第34話

「あー…………」

「どうしましたか、少尉」

「もう訂正するのも面倒臭くなってきたから少尉で良いわよ……彼、さ」

「その個体が、どうしましたか」

「…………そっか、ここに居たんだ」

 俯き、小さく呟いた。「よかったね、」と。


 総指揮官最後の仕事として、アングルシー防衛拠点に直接足を運んだ私は、トラックに載せられ再処理施設に運ばれているファウストの死体の中に、見知った顔が居たような気がして、思わず車を止めた。


 ――居た。

 

 数年ぶりというのに、一目で分かった。夢で、何度も見た顔だから。


『俺を、イギリスで死なせてくれ。娘が、そこに眠ってるんだ』


 私にそう告げた、そのファウストは――、

 かつてイギリスと呼ばれたこの地で、死ぬことが出来たようだ。


「ねぇ、アグレッサー」

「なんですか少尉」

「アグレッサーって、ファウストになる前の記憶とかあったりする?」

「…………それは、母胎に居た頃の記憶ということでしょうか」

「あー、そうじゃなくて」

「ありません」

「……だよね」


 今のファウストに、人として生きた経験はない。

 だったら彼は、どうしてあんなことを言ったのだろう。

 ずっと分からなかった。

 ――今でも、分からない。


「娘が眠っているイギリスで死なせてくれと、以前彼が話してくれたんです」

「この個体が、ですか」

「はい」

 アグレッサーは少し思案するように眉をひそめると、ゆっくりと口を開いた。

「……妄想であっても事実であっても、俺はそれを笑えません。ずっと聞こえるこの声だって、ただの妄想かもしれませんから」

「……そういえば、そうですね」


 アグレッサーは、苦虫を噛み潰したかのような表情で目を死体から逸らす。耳元では甲高い声で『誰が妄想よ誰が!』なんて叫んでいるが、無視した。
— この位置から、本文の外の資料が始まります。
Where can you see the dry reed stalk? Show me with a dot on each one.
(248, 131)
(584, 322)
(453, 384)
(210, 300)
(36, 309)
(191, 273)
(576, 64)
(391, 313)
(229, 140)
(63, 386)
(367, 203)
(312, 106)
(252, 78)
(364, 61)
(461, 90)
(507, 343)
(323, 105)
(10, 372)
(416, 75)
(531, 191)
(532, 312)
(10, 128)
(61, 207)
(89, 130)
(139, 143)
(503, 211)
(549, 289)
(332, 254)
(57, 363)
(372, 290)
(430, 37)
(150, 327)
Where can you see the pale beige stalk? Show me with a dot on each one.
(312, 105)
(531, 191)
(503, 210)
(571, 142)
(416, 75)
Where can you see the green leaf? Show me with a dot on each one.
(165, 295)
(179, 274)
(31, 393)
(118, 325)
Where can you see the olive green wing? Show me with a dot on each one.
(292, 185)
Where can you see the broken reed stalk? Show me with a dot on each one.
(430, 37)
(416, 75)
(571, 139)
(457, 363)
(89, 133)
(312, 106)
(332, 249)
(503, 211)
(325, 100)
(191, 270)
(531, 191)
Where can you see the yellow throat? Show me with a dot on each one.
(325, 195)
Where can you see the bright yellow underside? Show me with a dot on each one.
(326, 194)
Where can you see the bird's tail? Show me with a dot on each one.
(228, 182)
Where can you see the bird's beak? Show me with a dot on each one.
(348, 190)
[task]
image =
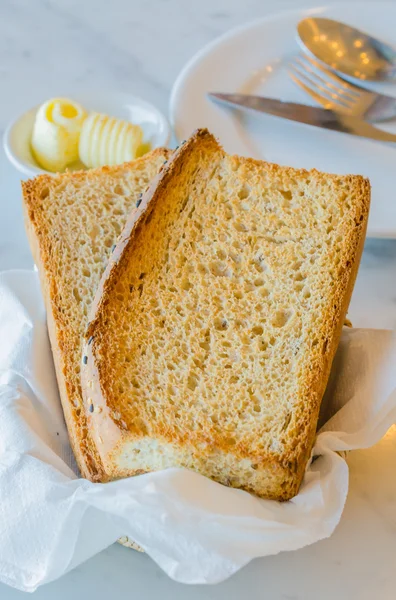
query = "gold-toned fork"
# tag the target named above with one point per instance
(337, 94)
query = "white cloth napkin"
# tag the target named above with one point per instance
(196, 530)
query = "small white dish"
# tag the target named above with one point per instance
(156, 129)
(251, 59)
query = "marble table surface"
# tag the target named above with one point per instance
(140, 46)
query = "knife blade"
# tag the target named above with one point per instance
(310, 115)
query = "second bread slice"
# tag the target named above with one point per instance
(217, 319)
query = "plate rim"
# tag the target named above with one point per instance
(383, 233)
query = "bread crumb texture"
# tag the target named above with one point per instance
(73, 220)
(215, 332)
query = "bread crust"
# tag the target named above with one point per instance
(85, 451)
(283, 473)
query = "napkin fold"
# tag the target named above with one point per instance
(196, 530)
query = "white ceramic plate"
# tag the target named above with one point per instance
(155, 126)
(251, 59)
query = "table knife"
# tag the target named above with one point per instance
(310, 115)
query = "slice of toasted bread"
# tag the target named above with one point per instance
(216, 321)
(72, 221)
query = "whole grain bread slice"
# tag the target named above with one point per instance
(72, 221)
(215, 324)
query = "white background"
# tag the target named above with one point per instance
(140, 46)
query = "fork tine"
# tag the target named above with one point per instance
(320, 99)
(326, 95)
(342, 92)
(346, 86)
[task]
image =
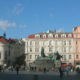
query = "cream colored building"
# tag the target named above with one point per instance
(51, 42)
(10, 49)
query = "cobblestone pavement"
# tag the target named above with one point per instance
(23, 75)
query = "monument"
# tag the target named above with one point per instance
(49, 62)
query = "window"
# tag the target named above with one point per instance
(0, 55)
(63, 49)
(50, 49)
(50, 36)
(50, 42)
(64, 57)
(36, 56)
(70, 35)
(56, 49)
(56, 36)
(30, 56)
(43, 43)
(76, 42)
(37, 36)
(63, 35)
(69, 56)
(69, 42)
(56, 43)
(76, 49)
(30, 49)
(36, 43)
(77, 56)
(44, 36)
(64, 42)
(70, 49)
(36, 49)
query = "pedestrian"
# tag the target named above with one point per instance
(67, 71)
(61, 72)
(17, 69)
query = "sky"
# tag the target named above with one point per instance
(20, 18)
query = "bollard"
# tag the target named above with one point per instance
(35, 77)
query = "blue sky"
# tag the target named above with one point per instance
(20, 18)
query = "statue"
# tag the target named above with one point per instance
(51, 61)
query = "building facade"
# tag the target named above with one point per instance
(51, 42)
(10, 49)
(76, 39)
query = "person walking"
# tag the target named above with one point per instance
(61, 72)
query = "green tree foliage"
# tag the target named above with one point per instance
(20, 60)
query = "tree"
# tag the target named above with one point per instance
(20, 60)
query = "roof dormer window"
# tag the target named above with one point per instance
(56, 35)
(70, 35)
(37, 36)
(50, 36)
(63, 35)
(44, 36)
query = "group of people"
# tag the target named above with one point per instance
(62, 70)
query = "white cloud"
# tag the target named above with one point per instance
(18, 9)
(5, 24)
(60, 30)
(51, 14)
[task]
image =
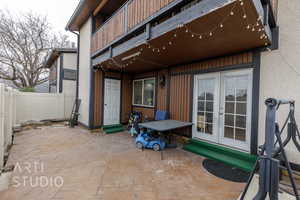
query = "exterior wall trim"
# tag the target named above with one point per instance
(255, 102)
(61, 72)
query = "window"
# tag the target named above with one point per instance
(144, 92)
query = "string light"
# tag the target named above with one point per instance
(203, 35)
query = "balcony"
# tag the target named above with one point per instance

 そう、他人のことを妄想家と笑うならば、アグレッサーはまさに笑われるべきことを、皆に話してしまっている。

 誰のものかも分からない声がいつも聞こえる――、と。


「もしかしたら、この個体は、本当に過去の記憶を持っているのかもしれません。――それこそ、前世とかの」

「前世? あなた、そういうの信じてるんですか?」

「……そういう話が好きでいつも語っていた奴が、昔居たんです」

「へぇ、それは……」

「…………誰だったんでしょう。今、唐突に思い出しただけなんですが」

「…………」


 記憶凍結処理というのは、フェリ曰く完全なものではないらしい。もしすべての記憶を消してしまえば、その個体の積み重ねて来た戦闘の経験値すら消えてしまうからだ。
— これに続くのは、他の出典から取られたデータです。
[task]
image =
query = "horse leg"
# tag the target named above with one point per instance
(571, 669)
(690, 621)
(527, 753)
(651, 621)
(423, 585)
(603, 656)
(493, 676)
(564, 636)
 故に情報を取捨選択し、必要な領域だけを残し、不要な領域を消す――という処理をする。だがそういった選択には当然が発生するので、たとえば戦闘に基づく記憶のような、消えづらい記憶はあるんだとか。


「俺たちは、」

 アグレッサーが、空を見上げて口を開く。


 ――無駄話が嫌いそうな彼にしては珍しい、ここには居ない誰かに向けて話しかけるような、その優しい声色で、彼は言う。


「死んだら、ようやくあちらに行けるんです」

「……あちら?」

「はい。――ヴァルハラと、呼んだ奴が居ました。そこで、待っていると。本当にそんな場所があるのか分かりません。でも、俺たちは皆が待ってるところにいつか行ける。だからこの個体も、自分を待っている人が居るところに、ようやく行けたんでしょう」

「…………」


 同じようなことを、スクルドも言っていた。


 皆の待つ場所に行くんだと。自らの罪を背負ったまま、そこに行くんだと。

 それが、どんな救いなのか私には分からない。けれど、それを否定することは出来ない。

 死後の世界のことなんて、考えたことはなかった。今日を、明日を生きるのに精一杯だったから。

 でも、一歩進んだ先に死が見えている彼らにとって、生より死の方がずっと身近な彼らにとって、『明日』よりも『死』のほうが現実的なのだ。

 それは、彼らが理想とする、彼らが生み出した、原始的な宗教観。


「あなた達にとっては、それが救いなんですね」

「……はい」


 それで言いたいことは終わったか、アグレッサーはいつもの無表情に戻ると、トラックを運転していた個体――いやファウストでなく人間だ――に手を挙げた。口には出さないが、お疲れ、と言っているように思える。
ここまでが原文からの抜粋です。